A motivação da performance é mais objetiva do que subjetiva, seu valor encontra-se extrínseco a si mesma e não intrínseco à sua representação artística. O que importa são os efeitos de dada performance em seu contexto, pois a arte na África é voltada para o serviço público e o componente estético é vivenciado e expresso interativamente. Além disso, o aspecto musical é apenas parte da expressão de uma cultura cosmológica mais abrangente: a música se interliga a outras expressões artísticas como teatro, poesia, dança e indumentária, enaltecendo a concepção holística da ação musical.
Em suma, para que a educação musical seja planejada sob o prisma das sociedades africanas originárias, é preciso propiciar experiências performativas, integrando as artes, que tem a função não apenas de apreensão de conteúdos artísticos, mas também de humanizar os sujeitos, pois fazer música faz parte de algo maior. Música não é apenas frequência sonora que chega aos nossos ouvidos. Músicas africanas são parte de narrativas e acontecimentos sociais profundos.
Na pesquisa de Dargie (1996), sobre a educação musical do povo Xhosa, ele percebeu que o que move a aprendizagem de música é poder compartilhar esse conhecimento com a comunidade, pois a música não é entendida como um bem pessoal. Ser musical significa pertencer àquele grupo. “O sentido da dança, do toque do tambor, do mito, (…), dos rituais em geral e dos artefatos, gira em torno dos seres humanos da comunidade: a família.” (LOPES; SIMAS, 2020, p.32).
Dessa forma,
uma aula de música que acolha a educação étnico-racial da cultura negra, deve promover atividades que: incluam instrumentos musicais, canto, dança, poesia, teatro e indumentária; priorizem o grupo, visando o compartilhamento musical e não somente o desenvolvimento individual; promova a conscientização da sociedade; utilize um repertório variado, nacional e internacional incluindo ritmos africanos e afrodiaspóricos. E é claro, e principalmente, promova o antirracismo, a igualdade e o respeito entre todos e todas independente da cor.
Referências:
BRASIL. Ministério da Educação. Secretaria de Educação Básica […]. Diretrizes curriculares nacionais gerais da educação básica. Brasília: MEC, SEB, DICEI, 2013.

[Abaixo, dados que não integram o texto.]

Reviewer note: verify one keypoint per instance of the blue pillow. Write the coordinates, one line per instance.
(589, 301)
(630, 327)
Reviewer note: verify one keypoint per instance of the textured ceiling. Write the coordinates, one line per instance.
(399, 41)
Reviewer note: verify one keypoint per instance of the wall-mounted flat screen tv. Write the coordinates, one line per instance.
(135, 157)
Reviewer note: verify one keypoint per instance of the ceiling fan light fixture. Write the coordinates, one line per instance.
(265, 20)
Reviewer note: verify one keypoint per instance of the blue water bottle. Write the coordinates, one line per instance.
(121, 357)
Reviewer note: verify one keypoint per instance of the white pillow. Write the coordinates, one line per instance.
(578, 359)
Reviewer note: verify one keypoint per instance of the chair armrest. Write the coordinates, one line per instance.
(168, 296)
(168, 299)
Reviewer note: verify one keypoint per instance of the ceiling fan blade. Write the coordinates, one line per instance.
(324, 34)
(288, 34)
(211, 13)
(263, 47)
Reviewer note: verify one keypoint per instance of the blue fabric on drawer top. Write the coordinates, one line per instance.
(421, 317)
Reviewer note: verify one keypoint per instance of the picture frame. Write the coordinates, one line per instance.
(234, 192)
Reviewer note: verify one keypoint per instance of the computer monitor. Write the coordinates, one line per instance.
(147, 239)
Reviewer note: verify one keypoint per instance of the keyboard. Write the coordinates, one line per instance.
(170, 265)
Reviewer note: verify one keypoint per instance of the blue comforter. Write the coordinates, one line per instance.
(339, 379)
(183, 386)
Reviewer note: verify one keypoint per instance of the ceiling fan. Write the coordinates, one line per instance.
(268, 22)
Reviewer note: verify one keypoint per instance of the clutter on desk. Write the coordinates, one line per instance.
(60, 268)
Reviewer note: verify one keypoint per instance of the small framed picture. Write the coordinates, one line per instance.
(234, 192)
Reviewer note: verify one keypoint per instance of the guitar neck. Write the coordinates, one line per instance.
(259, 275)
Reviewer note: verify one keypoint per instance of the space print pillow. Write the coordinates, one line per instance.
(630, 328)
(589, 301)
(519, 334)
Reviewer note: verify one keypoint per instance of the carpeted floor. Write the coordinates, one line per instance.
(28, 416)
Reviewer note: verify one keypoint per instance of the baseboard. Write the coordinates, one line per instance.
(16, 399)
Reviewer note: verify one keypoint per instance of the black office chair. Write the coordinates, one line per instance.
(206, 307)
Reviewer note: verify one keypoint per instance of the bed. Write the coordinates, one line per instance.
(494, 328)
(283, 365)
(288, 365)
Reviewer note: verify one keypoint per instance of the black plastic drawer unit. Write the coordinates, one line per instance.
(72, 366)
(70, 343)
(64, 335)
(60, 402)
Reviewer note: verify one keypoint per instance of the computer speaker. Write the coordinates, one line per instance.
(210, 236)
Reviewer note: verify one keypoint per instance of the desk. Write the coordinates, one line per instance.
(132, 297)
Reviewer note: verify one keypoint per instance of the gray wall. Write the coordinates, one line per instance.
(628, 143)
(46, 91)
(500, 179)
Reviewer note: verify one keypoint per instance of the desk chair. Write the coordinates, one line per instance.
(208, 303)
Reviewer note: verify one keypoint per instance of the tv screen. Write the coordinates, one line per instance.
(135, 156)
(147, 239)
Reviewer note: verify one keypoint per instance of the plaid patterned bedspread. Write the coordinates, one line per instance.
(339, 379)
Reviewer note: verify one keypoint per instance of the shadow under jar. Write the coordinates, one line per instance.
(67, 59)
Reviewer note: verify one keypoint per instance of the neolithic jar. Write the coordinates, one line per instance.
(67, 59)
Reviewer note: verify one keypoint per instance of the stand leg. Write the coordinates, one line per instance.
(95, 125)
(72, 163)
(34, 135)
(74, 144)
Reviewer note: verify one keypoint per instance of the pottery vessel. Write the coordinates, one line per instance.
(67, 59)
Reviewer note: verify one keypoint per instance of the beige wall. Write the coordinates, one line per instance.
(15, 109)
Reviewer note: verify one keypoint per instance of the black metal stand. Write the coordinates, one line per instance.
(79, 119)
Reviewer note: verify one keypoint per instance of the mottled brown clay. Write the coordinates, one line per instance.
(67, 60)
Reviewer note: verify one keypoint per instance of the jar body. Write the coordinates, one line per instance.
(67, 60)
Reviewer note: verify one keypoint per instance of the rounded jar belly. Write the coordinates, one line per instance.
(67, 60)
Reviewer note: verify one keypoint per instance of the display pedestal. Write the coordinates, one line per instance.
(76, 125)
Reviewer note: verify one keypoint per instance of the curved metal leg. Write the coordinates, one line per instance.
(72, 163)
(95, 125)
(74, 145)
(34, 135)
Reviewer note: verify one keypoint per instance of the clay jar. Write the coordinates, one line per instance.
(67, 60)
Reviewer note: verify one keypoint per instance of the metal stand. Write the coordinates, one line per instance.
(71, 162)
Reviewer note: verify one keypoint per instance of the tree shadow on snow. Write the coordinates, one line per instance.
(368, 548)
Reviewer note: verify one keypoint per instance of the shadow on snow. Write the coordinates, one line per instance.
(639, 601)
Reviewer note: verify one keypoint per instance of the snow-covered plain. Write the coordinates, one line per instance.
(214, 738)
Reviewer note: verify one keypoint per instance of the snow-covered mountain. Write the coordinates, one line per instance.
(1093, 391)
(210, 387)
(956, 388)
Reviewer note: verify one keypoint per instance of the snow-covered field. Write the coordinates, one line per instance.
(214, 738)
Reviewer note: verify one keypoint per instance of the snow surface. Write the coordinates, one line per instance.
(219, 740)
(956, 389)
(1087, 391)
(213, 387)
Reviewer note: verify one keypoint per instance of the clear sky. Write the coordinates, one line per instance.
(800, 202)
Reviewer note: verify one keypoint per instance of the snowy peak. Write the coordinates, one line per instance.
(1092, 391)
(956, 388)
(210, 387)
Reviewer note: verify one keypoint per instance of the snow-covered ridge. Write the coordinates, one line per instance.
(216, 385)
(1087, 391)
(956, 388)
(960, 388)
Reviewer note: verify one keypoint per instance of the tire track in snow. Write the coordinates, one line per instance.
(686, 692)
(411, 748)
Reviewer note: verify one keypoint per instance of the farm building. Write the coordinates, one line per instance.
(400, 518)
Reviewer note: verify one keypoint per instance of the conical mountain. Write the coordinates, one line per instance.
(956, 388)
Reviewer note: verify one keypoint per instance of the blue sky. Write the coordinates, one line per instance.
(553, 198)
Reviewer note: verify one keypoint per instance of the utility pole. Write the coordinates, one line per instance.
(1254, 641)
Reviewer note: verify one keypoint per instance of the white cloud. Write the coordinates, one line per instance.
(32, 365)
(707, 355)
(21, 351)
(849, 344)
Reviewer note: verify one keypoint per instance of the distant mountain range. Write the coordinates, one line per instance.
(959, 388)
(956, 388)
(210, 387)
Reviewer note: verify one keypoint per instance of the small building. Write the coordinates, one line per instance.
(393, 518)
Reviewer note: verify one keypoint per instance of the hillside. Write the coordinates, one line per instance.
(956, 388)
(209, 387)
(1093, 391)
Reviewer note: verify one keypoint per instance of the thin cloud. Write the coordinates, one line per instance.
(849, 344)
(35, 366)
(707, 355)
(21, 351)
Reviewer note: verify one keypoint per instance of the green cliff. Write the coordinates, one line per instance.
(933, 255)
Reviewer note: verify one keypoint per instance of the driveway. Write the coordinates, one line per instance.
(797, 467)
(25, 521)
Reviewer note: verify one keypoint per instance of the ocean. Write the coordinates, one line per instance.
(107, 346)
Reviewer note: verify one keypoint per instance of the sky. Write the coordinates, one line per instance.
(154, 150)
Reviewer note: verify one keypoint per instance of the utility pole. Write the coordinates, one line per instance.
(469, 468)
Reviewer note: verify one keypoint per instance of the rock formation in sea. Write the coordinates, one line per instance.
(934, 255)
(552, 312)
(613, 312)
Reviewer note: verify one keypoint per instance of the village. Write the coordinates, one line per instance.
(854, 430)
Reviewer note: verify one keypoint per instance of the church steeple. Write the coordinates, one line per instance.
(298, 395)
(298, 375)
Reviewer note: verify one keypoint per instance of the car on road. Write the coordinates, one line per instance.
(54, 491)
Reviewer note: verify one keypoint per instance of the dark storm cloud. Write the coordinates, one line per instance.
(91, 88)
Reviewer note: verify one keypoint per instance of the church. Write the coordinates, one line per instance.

CANDUSSO, Flavia; SANTOS, V. S. . Entre consciência negra/indígena e privilégio branco: por uma educação musical antirracista que começa em nós. In: Viviane Beineke. (Org.). Educação musical: diálogos insurgentes. 1ed. São Paulo: Hucitec, 2023, v. , p. 43-64.
DARGIE, Dave. African methods of music education: some reflections African Music. Journal of the International Library of African Music, África do Sul, v.7, n. 3, pp. 30-43, 1996.
DÖRING, Katharina. Estética e filosofia das artes musicais africanas na perspectiva da educação musical na América Latina. Orfeu, Santa Catarina, v. 3, n. 2, p. 136-163, 2018.
LOPES, Nei; SIMAS, Luiz Antônio. Filosofias Africanas: uma introdução. Rio de Janeiro: Civilização Brasileira, 2020.
NZEWI, Meki. Restoring the pristine humanning potency of music education anchored on stimulating assessment practice. Journal of Nigerian Music Education, Nigeria, v. 11, n. 1, p. 1-22, 2019.
QUEIROZ, Luis Ricardo Silva. Currículos criativos e inovadores em música: proposições decoloniais. In: BEINEKE, Viviane. (org.). Educação musical: diálogos insurgentes. São Paulo: Hucitec, 2023. p. 191-241.